I don't know how the integrated GPU is related to this USB controller,
but I assume this fact is important somehow?
This bug is due to a BIOS bug with the initialization. We also posted in
parallel a different workaround that fixes the initialization to match what
the BIOS should have set via the GPU driver.

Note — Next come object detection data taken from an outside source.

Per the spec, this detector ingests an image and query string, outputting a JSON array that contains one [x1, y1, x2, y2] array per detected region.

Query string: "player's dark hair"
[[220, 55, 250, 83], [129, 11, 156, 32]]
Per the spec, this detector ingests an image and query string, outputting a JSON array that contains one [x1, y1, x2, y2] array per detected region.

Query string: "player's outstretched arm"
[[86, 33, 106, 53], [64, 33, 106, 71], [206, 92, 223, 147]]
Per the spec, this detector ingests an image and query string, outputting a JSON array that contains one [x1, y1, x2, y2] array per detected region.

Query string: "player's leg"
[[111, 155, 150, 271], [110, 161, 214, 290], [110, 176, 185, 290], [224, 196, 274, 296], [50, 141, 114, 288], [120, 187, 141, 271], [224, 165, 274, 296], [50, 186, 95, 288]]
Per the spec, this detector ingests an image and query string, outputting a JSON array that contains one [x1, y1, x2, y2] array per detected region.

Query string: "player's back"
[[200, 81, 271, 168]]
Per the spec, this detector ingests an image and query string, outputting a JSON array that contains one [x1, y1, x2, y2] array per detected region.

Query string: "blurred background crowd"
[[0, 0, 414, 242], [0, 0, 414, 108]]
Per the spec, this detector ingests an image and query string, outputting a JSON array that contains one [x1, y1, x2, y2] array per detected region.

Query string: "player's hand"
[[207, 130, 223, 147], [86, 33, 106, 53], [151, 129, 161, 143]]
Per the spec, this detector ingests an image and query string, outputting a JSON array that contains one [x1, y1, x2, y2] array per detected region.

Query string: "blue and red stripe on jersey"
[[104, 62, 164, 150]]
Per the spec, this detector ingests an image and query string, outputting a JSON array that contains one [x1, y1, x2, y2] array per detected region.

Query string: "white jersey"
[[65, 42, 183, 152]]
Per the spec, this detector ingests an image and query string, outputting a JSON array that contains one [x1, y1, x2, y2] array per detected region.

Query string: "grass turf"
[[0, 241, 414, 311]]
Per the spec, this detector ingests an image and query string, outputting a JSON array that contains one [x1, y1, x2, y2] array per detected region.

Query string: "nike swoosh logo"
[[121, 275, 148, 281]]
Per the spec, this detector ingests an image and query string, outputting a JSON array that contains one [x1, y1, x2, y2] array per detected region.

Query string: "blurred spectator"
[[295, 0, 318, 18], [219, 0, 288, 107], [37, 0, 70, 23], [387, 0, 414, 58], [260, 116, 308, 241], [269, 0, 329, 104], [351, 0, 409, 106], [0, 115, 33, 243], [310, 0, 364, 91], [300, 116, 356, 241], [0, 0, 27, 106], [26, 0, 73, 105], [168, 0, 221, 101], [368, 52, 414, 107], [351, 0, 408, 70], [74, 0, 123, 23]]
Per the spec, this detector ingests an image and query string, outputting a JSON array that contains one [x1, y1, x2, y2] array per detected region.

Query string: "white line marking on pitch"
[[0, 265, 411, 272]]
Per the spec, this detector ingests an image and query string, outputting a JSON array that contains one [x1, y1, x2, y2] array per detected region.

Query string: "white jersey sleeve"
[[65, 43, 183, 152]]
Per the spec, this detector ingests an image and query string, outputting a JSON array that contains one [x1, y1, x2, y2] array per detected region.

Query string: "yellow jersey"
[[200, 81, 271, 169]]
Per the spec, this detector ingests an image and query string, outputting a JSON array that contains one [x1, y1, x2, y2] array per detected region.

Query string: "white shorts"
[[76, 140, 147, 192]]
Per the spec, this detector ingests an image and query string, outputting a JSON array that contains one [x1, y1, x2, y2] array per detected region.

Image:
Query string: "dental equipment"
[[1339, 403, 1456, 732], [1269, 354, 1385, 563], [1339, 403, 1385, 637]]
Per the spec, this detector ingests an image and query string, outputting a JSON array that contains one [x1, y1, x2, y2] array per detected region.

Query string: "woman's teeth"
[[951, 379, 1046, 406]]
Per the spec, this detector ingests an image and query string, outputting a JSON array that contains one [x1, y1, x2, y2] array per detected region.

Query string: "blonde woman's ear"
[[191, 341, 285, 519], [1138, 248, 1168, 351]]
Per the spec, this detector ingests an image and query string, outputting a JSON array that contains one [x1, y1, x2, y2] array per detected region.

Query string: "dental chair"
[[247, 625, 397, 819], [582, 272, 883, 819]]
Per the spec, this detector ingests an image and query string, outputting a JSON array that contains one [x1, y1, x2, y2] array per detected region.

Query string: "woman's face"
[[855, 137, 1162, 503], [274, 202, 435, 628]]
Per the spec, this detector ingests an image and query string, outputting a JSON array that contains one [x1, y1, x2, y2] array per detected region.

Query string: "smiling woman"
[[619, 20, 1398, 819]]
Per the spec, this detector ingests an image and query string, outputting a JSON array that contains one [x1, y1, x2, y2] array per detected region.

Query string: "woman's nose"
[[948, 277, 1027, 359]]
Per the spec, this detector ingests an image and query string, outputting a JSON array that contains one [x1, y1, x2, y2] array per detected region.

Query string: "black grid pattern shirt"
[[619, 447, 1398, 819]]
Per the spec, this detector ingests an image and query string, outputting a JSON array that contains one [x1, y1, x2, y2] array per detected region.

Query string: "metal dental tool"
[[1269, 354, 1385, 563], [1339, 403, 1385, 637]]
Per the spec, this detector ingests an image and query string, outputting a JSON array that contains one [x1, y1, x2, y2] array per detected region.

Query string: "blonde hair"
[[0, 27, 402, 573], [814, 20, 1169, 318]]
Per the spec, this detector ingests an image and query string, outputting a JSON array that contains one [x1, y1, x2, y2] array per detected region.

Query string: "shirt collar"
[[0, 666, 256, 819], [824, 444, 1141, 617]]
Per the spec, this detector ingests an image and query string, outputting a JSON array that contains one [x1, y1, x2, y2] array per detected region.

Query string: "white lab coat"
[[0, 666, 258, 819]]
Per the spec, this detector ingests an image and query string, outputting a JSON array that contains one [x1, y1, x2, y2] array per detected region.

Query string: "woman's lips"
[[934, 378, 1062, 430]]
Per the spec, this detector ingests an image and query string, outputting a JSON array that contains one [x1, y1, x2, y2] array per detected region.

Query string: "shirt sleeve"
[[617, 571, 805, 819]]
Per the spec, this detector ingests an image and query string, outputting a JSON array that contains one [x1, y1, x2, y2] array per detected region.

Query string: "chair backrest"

It should be going in for 6.3-rc2.
https://gitlab.freedesktop.org/agd5f/linux/-/commit/07494a25fc8881e122c242a46b5c53e0e4403139
That nbio_v7.2.c patch and this patch don't look anything alike. It
looks like the nbio_v7.2.c patch might run once? Could *this* be done
once at enumeration-time, too?
They don't look anything alike because they're attacking the problem
from different angles.
The NBIO patch fixes the initialization value for the internal
registers. This is what the BIOS "should" have done. When the internal
registers are configured properly then the behavior the kernel expects
works as well.
The NBIO patch will run both at amdgpu startup as well as when resuming
from suspend.
This patch we're discussing treats the symptoms of the deficiency and
avoids the impact.
This patch runs any time the controller is runtime resumed. So, yes it
will run more frequently. Because this patch is treating the symptoms
it needs to be applied every single time the controller exits D3.